Preparing for Winter Weather
Winter in Minot can be a lot of fun if you are prepared. Although you should be very careful to stay safe, there are many ways to enjoy time outside during the winter. Remember to check the weather report every day and anticipate dips in wind chill. Wind chill makes the temperature feel even colder because of high winds. By bundling up, you will be able to spend plenty of time outside in the sunshine to keep your spirits up. You can also check the MSU Campus Calendar to find fun winter activities. Below are some tips to help you get ready.

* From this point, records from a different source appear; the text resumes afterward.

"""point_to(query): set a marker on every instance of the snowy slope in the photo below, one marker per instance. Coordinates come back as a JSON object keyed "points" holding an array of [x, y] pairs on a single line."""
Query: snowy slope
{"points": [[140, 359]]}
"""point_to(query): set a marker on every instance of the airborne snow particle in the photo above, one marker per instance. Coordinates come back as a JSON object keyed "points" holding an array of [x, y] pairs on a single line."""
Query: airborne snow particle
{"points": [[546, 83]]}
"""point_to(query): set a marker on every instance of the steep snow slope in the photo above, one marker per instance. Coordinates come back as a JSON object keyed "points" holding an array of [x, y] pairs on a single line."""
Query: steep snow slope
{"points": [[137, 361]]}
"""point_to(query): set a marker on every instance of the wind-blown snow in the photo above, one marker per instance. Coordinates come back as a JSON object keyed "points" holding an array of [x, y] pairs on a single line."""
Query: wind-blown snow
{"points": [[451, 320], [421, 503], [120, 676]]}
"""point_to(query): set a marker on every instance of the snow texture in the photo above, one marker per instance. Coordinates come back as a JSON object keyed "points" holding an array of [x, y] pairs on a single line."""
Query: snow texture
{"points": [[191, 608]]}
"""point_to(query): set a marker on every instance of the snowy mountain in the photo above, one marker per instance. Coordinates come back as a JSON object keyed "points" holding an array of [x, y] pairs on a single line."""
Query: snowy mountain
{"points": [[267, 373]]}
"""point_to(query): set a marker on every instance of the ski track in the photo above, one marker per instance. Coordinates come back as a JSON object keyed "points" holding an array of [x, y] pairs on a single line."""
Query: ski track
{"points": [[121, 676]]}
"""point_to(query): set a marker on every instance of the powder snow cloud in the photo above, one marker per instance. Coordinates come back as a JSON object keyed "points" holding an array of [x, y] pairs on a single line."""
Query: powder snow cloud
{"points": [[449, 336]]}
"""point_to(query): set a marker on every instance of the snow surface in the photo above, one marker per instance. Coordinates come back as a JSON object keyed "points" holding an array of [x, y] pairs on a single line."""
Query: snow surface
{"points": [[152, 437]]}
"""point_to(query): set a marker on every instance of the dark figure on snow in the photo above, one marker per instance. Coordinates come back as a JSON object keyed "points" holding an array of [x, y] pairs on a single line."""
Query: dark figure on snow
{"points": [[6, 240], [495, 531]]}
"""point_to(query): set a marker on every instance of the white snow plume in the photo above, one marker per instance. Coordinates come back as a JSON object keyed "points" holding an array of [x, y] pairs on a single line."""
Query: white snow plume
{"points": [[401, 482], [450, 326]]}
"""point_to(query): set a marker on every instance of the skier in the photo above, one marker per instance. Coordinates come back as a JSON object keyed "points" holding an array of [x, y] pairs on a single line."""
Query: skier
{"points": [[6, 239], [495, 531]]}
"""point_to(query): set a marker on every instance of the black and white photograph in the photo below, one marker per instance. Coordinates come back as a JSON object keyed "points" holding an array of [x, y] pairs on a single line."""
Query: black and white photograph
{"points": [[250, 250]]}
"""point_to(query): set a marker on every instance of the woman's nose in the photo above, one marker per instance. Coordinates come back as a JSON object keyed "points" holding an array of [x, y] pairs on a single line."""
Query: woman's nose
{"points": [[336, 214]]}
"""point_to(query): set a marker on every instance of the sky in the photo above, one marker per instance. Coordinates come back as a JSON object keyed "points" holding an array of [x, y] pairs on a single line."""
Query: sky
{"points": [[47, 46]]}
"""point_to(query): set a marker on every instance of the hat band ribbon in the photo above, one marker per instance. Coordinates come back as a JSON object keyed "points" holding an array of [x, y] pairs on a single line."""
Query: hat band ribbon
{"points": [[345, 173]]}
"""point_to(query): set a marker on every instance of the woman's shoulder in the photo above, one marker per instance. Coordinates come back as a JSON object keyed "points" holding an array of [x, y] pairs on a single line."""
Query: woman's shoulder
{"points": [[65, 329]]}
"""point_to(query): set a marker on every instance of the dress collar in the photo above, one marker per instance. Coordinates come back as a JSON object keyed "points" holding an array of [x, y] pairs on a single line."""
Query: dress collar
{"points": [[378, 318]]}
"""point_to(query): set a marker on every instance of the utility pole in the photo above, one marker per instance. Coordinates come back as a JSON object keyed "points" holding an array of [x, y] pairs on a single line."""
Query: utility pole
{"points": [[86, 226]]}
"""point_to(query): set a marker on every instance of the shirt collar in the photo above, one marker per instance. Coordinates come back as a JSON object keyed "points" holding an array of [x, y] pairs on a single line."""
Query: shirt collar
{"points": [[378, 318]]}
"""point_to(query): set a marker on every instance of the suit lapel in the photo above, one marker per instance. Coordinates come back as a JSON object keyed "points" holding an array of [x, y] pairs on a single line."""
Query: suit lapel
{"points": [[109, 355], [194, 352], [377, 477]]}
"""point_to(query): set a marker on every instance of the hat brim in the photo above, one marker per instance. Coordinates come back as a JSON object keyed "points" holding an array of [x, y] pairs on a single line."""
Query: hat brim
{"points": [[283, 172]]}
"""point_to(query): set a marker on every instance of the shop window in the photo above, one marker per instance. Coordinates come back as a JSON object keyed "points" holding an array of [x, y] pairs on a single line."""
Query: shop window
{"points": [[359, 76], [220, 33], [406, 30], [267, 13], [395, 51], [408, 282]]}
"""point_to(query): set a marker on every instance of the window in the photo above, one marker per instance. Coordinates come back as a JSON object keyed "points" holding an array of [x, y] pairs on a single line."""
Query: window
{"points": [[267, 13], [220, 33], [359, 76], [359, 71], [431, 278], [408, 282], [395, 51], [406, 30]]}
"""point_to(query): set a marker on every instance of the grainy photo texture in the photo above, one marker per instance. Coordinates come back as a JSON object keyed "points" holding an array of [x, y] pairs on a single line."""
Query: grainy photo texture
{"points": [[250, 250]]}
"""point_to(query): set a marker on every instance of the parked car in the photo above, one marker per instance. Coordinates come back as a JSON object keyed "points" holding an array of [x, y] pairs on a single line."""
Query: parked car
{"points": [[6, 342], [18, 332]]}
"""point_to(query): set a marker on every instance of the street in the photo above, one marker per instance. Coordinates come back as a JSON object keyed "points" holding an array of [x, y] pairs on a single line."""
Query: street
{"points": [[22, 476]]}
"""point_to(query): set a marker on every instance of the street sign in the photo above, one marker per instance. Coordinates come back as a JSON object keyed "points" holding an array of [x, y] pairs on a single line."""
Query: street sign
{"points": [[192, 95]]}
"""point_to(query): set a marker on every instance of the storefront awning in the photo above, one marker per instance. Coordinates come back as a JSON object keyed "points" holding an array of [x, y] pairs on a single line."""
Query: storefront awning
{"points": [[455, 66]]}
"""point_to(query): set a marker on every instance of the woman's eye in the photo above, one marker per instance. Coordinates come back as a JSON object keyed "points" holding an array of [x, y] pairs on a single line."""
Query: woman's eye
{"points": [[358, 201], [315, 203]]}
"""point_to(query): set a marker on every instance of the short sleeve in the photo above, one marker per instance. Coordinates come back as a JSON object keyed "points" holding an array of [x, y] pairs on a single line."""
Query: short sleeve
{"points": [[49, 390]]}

Dressing for Winter Weather

    • Always wear several layers of loose-fitting, lightweight, warm clothing rather than one layer of heavy clothing. The outer garments should be tightly woven and water repellent.
    • Wear mittens, which are warmer than gloves.
    • Wear a hat that covers your ears. A hat will prevent loss of body heat.
    • Cover your mouth with a scarf to protect your lungs.
    • Choose wool over cotton when possible because wool is much warmer.

During a Snowstorm

    • Stay indoors during the storm.
    • Walk carefully on snowy, icy, walkways.
    • Keep dry. Change wet clothing frequently to prevent a loss of body heat. Wet clothing loses all of its insulating value and transmits heat rapidly.
    • Watch for Frostbite, which occurs when the skin and body tissue just beneath it freezes. Loss of feeling and white or pale appearance in extremities, such as fingers, toes, earlobes, face, and the tip of the nose. If you experience frostbite, cover exposed skin, but do not rub the affected area in an attempt to warm it up. Seek medical help immediately!
    • Watch for Hypothermia, which is a dangerously low body temperature, along with uncontrollable shivering, memory loss, disorientation, incoherence, slurred speech, drowsiness, and apparent exhaustion. If your friend has a temperature is below 95°, seek medical attention immediately. Get the victim to a warm location. Remove wet clothing. Warm the center of the body first by wrapping the person in blankets or putting on dry clothing. Give warm, non-alcoholic beverages if the victim is conscious. Seek medical help immediately!
    • Drive only if it is absolutely necessary. If you must drive: travel in the day; don’t travel alone; keep others informed of your schedule; stay on main roads and avoid back road shortcuts.
    • Let someone know your destination, your route, and when you expect to arrive. If your car gets stuck along the way, help can be sent along your predetermined route.